The case first cited also is authority for the proposition that said evidence was admissible in support of the version of defendant Tunney of the agreement of April third with the plaintiff when that version was attacked as a recent fabrication.
In introducing the evidence to which, as above shown, a party is entitled, he is not limited to his own testimony but may introduce evidence of acts and transactions with third parties. ( D'Ambra v. Rhinelander, supra.)
It is further urged by the appellant that there was error in the charge of the court to the effect that if the agreement of the parties was that plaintiff should use political considerations or other means independent of the merits to obtain the consent of the Boxing Commission to the holding of the Dempsey-Tunney bout in New York, the verdict should be for the defendant.

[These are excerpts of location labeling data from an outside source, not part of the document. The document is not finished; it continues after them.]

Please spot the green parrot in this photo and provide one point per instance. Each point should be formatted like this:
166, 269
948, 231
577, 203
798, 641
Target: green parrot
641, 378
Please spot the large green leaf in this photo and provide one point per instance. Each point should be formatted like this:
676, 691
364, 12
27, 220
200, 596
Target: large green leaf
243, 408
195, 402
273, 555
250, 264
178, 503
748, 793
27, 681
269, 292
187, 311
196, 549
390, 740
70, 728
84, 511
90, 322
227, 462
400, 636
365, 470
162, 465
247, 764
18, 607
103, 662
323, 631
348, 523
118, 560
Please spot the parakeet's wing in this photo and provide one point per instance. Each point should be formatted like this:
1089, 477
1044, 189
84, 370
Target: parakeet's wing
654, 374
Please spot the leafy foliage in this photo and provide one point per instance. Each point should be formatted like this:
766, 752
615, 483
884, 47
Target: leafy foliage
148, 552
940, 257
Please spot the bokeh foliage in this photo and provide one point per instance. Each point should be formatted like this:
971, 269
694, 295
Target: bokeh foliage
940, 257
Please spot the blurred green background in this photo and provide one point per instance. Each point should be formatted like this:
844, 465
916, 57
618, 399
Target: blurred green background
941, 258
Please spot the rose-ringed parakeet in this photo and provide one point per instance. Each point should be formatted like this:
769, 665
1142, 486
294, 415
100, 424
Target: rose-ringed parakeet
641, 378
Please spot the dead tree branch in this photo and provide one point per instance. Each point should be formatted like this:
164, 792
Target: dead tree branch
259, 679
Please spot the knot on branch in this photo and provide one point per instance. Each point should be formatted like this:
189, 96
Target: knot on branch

The appellant bases this contention upon the premise that there is no evidence in the record which would support such a finding. The record, however, fairly shows that the only possible reason for the willingness of Tunney to pay to the plaintiff the large percentage of his earnings accruing out of his bout with Dempsey was, that Mara would accomplish that result through the use of his friendship and supposed influence with the members of the Boxing Commission and others. Tunney testified that Mara promised to see the Governor about the matter if necessary, and there is testimony that Mara admitted an unsuccessful effort in that direction in which the Governor refused to discuss the matter at all. Mara admitted having had private conversations with certain of the Boxing Commissioners. These activities, coupled with the request of Mara that all reference to getting the match in New York be omitted from the agreement upon the ground that, if such proviso were made public, there would be trouble, constitute evidence from which the jury might well draw the inference that Mara should endeavor by influence to procure the consent of the Boxing Commission to the contest being held in this State.
There were thus no errors of law requiring a reversal of the judgment.
In reality, the difference between the majority and minority opinions is upon a question of law. If the evidence which is herein held admissible is excluded, the documentary evidence is stronger; whereas, if the evidence is admissible, the verdict of the jury is clearly right.
The verdict of the jury, as noted, being amply sustained by the evidence, it follows that the judgment should be affirmed.
Judgment reversed and a new trial ordered, with costs to the appellant to abide the event.